- Born: Rajeshwari Vasudev 17 April 1918 Lahore, Punjab Province, British India
- Died: 10 April 1976 (Age 57) Calcutta, West Bengal, India
- Genres: Rabindra Sangeet
- Occupations: Vocalist, exponents
- Spouse: Sudhindranath Dutta (m.1943; died 1960)

= Rajeshwari Dutta =

Rajeshwari Dutta born as Rajeshwari Vasudev (17 July 1918 - 10 April 1976) was an Indian singer, considered one of the best-known exponents of the songs of Rabindranath Tagore.

She was amongst the few singers to earn appreciation from Rabindranath Tagore. She was among the singers of Rabindrasangeet, a group of the earliest singers of Tagore songs from families directly connected to Tagore and including Sahana Devi, Amiya Tagore, and Malati Ghoshal.
Rajeshwari Vasudev was married to noted poet Sudhindranath Datta after she received her musical training at Santiniketan. She was affiliated with music institutions in UK and the US in 1960s. The rich classical base of her voice flowed seamlessly in Tagore songs and was particularly effective in portraying the moods.

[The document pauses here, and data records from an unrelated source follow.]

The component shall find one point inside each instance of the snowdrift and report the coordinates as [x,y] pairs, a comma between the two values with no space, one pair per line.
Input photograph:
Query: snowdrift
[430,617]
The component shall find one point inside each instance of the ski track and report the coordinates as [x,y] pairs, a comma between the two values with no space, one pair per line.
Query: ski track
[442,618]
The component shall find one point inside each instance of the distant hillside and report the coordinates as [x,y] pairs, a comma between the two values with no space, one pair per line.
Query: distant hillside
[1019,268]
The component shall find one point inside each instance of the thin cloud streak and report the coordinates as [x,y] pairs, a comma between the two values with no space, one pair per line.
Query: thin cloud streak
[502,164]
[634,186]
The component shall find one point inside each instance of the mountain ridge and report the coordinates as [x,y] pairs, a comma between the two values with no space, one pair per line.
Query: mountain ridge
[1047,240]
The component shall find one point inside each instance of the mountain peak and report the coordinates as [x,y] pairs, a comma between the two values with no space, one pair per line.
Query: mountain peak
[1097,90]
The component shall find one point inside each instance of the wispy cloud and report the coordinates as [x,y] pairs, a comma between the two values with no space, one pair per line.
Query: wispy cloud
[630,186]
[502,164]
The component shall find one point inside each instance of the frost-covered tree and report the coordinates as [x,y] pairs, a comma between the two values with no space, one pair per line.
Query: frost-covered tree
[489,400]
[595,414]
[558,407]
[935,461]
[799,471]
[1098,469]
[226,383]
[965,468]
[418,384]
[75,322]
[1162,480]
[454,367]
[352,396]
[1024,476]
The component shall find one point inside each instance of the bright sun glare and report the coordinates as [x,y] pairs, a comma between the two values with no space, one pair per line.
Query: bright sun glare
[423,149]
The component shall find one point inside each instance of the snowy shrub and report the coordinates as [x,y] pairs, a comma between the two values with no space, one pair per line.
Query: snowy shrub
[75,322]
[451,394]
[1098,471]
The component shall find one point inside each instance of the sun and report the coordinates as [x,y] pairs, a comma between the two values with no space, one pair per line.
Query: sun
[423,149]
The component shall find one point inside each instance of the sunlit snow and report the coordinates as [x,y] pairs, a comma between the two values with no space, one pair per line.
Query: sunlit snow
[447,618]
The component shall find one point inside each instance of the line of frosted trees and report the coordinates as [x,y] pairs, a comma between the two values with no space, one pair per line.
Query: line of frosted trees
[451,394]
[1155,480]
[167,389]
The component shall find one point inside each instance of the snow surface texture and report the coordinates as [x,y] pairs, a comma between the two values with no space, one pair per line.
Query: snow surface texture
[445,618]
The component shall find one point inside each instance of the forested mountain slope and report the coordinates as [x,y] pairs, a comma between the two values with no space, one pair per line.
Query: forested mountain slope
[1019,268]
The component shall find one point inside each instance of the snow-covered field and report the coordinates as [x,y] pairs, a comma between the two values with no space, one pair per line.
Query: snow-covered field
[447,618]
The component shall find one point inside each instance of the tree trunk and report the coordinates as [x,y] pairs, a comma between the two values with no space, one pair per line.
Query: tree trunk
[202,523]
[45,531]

Among her early recordings, the best ones are Ogo shono ke bajay and Aji tomay abar chai shunabare. Her recordings were made starting 1938 by Hindusthan Musical Products company of Calcutta, which emerged along with two others in 1932 out of the spirit of nationalism to compete with His Master's Voice. All through her life, recordings were made exclusively by this company.